A bright new face in folk music is appearing at Gerde’s Folk City. Although only 20 years old, Bob Dylan is one of the most distinctive stylists to play in a Manhattan cabaret in months.

Resembling a cross between a choir boy and a beatnik, Mr. Dylan has a cherubic look and a mop of tousled hair he partly covers up with a Huck Finn black corduroy cap. His clothes may need a bit of tailoring, but when he works his guitar, harmonica or piano and composes new songs faster than he can remember them, there is no doubt that he is bursting at the seams with talent.

Mr. Dylan’s voice is anything but pretty. He is consciously trying to recapture the rude beauty of a Southern field hand musing in melody on his back porch. All the “husk and bark” are left on his notes, and a searing intensity pervades his songs.

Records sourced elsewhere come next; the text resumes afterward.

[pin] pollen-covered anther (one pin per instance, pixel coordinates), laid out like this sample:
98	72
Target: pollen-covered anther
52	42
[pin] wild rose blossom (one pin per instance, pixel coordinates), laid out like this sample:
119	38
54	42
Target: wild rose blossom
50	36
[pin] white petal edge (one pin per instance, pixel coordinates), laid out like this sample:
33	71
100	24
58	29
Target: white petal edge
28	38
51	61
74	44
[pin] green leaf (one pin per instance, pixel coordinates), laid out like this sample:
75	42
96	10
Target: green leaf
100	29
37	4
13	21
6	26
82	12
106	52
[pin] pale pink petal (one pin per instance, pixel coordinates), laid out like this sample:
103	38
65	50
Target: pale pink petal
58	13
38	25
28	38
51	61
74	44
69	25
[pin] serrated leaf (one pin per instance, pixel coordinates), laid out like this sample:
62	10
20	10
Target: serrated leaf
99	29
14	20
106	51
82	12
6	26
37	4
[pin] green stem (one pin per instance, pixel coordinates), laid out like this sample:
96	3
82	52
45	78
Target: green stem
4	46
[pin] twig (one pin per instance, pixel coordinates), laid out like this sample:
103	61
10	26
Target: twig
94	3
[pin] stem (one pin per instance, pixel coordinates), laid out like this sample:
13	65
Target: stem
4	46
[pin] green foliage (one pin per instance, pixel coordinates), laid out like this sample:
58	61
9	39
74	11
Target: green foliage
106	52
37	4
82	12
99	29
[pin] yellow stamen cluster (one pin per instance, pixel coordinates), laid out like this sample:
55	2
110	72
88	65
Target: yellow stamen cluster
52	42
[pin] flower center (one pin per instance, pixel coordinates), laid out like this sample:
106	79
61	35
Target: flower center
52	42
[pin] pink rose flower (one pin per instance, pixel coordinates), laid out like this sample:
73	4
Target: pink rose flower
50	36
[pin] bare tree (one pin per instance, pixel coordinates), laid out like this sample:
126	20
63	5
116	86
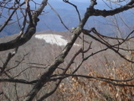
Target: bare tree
28	23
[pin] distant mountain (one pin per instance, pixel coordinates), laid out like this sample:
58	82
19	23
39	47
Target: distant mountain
50	21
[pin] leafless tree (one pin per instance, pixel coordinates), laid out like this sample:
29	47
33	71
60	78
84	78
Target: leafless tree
28	23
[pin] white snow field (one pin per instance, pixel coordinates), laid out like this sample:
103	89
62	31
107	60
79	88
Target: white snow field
53	39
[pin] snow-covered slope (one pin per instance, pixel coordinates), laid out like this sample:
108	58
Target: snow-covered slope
53	39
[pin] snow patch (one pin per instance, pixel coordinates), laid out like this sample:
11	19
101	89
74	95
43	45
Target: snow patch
53	39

Mr. Dylan is both comedian and tragedian. Like a vaudeville actor on the rural circuit, he offers a variety of droll musical monologues. “Talking Bear Mountain” lampoons the overcrowding of an excursion boat. “Talking New York” satirizes his troubles in gaining recognition and “Talkin’ Hava Negilah” burlesques the folk-music craze and the singer himself.

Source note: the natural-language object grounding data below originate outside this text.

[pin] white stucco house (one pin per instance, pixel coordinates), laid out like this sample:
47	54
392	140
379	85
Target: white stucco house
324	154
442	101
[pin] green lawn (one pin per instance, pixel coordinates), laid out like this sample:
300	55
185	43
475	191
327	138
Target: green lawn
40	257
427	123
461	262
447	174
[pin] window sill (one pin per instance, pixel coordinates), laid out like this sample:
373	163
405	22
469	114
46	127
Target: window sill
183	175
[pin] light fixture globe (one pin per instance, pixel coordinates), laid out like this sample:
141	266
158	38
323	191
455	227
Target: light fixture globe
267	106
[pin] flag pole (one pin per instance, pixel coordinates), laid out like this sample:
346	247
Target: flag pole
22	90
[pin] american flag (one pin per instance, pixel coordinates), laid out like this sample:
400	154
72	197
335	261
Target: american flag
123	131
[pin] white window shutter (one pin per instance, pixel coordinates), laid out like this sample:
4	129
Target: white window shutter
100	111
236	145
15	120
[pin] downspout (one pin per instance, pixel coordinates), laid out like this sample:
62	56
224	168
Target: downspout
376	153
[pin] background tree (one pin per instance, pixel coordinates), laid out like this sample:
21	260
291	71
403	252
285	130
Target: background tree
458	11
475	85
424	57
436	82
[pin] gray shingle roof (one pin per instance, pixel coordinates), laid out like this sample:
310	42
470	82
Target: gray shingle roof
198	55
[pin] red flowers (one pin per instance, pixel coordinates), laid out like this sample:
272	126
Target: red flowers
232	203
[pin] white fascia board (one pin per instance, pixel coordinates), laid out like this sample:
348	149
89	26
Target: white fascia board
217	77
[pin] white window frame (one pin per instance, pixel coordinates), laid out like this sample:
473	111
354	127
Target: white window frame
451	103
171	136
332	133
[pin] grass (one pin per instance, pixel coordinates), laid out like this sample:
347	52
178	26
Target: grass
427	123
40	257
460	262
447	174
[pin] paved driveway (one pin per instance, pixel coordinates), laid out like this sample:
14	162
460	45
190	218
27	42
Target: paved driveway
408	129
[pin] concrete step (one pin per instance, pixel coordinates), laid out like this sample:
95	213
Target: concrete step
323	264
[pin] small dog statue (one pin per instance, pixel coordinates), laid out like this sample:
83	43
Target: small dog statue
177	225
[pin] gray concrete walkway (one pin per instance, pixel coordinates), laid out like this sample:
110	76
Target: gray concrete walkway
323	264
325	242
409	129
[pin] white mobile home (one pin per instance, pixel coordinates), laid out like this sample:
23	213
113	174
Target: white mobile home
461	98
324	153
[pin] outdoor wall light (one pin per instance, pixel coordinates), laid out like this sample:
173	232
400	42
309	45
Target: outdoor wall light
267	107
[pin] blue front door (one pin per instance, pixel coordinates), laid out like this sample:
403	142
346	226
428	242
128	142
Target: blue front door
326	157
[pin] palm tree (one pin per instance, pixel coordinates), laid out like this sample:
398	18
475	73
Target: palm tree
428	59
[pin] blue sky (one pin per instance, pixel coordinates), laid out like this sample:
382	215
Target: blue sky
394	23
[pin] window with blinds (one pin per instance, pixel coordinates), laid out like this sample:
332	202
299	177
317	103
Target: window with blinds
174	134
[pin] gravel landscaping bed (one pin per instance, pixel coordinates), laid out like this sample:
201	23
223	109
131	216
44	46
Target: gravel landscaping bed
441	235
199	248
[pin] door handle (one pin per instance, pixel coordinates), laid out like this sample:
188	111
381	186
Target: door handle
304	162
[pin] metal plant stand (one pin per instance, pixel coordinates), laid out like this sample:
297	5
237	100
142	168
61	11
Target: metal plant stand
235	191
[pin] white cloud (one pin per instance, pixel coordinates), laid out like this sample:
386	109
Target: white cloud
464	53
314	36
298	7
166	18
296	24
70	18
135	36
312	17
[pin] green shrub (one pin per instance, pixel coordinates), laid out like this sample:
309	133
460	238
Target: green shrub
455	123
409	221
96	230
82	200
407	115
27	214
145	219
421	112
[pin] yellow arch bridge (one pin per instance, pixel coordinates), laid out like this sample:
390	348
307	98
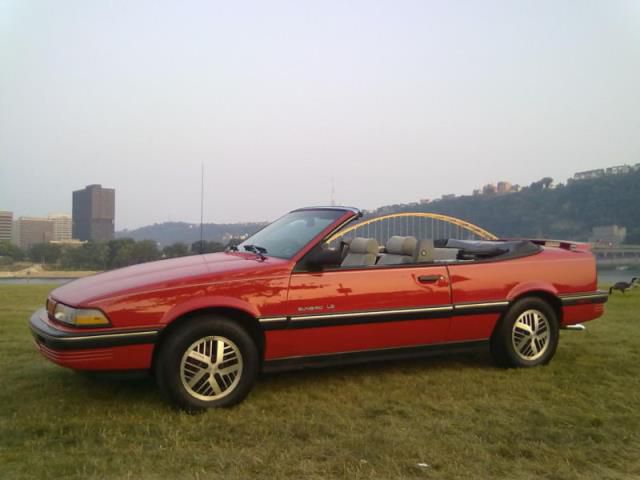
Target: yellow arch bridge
418	224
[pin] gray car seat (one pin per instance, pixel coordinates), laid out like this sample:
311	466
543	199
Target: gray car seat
425	252
362	252
399	250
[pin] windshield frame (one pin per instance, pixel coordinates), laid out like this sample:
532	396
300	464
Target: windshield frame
348	214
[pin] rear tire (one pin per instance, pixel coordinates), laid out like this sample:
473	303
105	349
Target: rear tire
209	362
527	335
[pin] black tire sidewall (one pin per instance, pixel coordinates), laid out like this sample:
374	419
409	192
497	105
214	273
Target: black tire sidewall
502	346
173	348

In his serious vein, Mr. Dylan seems to be performing in a slow-motion film. Elasticized phrases are drawn out until you think they may snap. He rocks his head and body. He closes his eyes in reverie, seems to be groping for a word or a mood, then resolves the tension benevolently by finding the word and the mood.

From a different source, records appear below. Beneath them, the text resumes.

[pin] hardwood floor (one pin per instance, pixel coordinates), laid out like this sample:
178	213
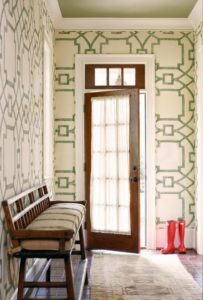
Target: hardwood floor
191	261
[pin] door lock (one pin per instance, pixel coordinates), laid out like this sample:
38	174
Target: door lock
133	179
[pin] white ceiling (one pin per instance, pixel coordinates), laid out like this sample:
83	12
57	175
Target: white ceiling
126	8
134	15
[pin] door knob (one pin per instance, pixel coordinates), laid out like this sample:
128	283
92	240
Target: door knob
133	179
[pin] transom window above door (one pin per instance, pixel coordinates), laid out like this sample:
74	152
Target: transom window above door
118	76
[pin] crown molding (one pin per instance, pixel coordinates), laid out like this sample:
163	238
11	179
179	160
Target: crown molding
114	23
196	15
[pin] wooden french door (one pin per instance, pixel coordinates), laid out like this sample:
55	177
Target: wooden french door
112	172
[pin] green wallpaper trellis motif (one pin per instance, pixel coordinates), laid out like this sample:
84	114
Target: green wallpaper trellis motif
174	55
22	25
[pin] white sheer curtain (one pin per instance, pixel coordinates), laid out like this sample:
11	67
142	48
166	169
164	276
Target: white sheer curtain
110	195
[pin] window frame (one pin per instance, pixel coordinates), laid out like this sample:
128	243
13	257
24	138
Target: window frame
90	76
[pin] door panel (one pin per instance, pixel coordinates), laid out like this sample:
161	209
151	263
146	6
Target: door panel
112	158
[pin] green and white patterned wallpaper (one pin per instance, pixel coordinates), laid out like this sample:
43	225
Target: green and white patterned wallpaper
174	106
22	26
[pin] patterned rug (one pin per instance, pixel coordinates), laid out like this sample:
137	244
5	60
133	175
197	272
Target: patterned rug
145	277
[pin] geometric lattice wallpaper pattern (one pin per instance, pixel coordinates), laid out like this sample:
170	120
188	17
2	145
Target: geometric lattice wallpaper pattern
175	157
22	24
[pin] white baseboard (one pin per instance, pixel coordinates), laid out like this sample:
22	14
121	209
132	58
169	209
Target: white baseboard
190	238
31	274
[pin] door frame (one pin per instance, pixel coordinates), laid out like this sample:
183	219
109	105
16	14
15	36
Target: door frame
109	240
149	61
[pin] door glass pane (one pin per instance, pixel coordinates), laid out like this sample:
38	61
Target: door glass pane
115	76
100	76
142	106
129	76
110	191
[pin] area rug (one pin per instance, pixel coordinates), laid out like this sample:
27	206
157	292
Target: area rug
141	276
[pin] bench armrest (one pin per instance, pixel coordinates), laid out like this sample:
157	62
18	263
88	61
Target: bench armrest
83	202
23	234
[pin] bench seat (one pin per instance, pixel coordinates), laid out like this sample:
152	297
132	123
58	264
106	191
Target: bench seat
62	216
44	229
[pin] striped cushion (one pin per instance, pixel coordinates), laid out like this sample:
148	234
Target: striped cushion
60	216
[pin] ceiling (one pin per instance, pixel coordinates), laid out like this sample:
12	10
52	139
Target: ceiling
126	8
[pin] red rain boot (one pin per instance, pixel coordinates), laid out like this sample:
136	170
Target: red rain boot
181	234
171	229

Mr. Dylan’s highly personalized approach toward folk song is still evolving. He has been sopping up influences like a sponge. At times, the drama he aims at is off-target melodrama and his stylization threatens to topple over as a mannered excess.

But if not for every taste, his music-making has the mark of originality and inspiration, all the more noteworthy for his youth. Mr. Dylan is vague about his antecedents and birthplace, but it matters less where he has been than where he is going, and that would seem to be straight up.